Hi, I’m Tyler, and I blog here about software.

My business partner and I have been working on Field Harmony for the past 9 months or so. It’s a service-industry focused hosted application written in Ruby on Rails with MongoDB.

Recently I had a need to integrate backgrounding of jobs for certain aspects of the application. The delayed_job gem was just the ticket. But we wanted to save cost on running Heroku dynos, so we paired this gem with the simple but excellent workless gem. In the first test, the staging environment failed catastrophically.

We received a message about Heroku being unable to complete the request (which was to spin up the worker-dyno as a backgrounded job had been added to the corresponding collection).

The application trace showed an issue with the post_ps_scale command from the Heroku API gem. Oh great - some out-of-date code tested against the wrong stack (I thought).

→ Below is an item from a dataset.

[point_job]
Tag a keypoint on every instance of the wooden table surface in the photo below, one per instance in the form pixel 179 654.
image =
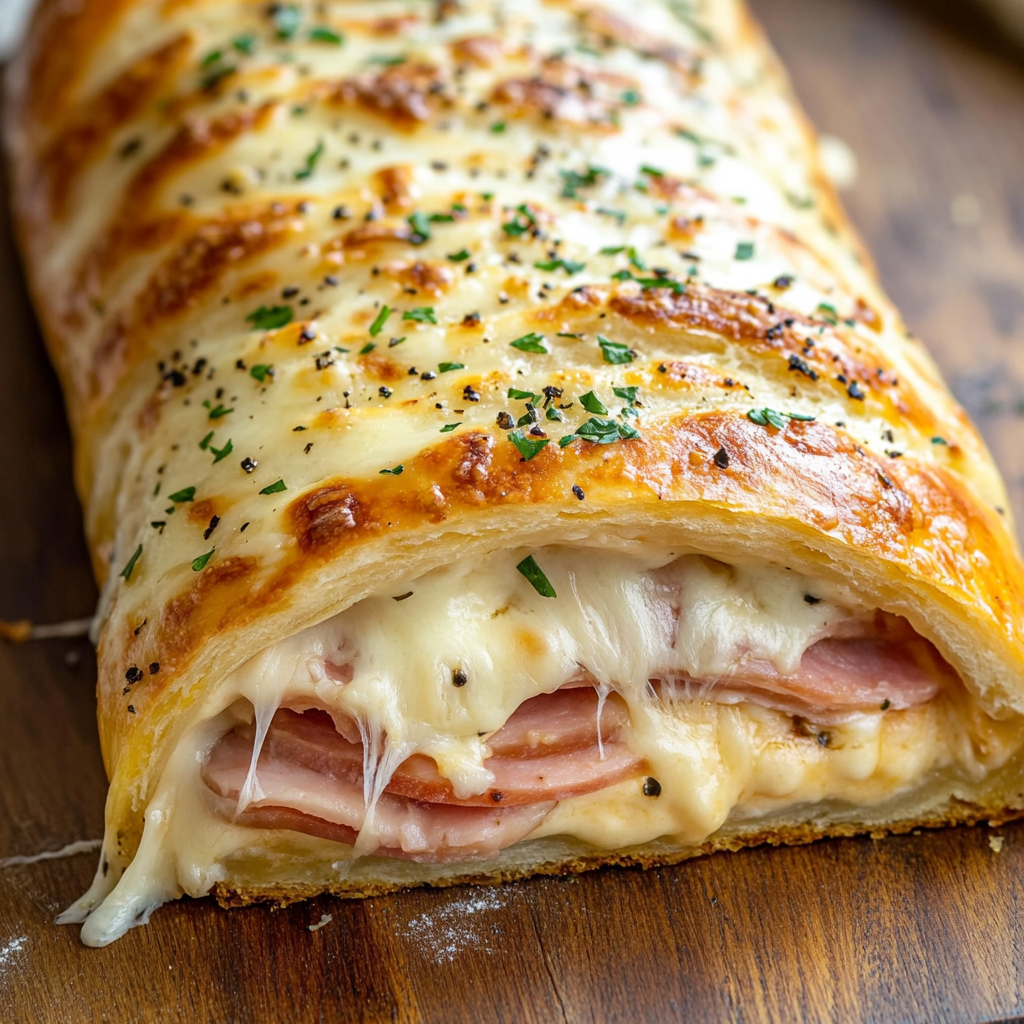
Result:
pixel 924 928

There are plenty of posts on stack overflow pointing to this same method as the culprit for various problems. I was about to log a new issue against the Heroku API gem when we stumbled upon a comment for a particular SO post (which I can’t find again as of the writing of this blog…) that spelled out the problem beautifully:

“Make sure you have a valid credit card on file with Heroku - or this won’t work. The post_ps_scale command is responsible for automatically scaling the dynos (which costs money) and without a valid card on file, Heroku will reject this API call.”

BINGO.

Many of us in the dev world, working on new businesses or projects, use Heroku to deploy into early production because it’s FREE to do so for a small application with limited users. Heck, I’ll bet there are many profitable (but small) applications out there which have never paid Heroku (or Amazon for that matter) a dime.

In hindsight it’s obvious that Heroku would probably have the parts of their system which might generate money for them polished very, very well, but it’s odd that the Heroku gem wouldn’t do a better job of simply returning “no card on file” as part of the error message. Heroku authored the thing, you’d think they would save us a lot of time by just telling us to pay up!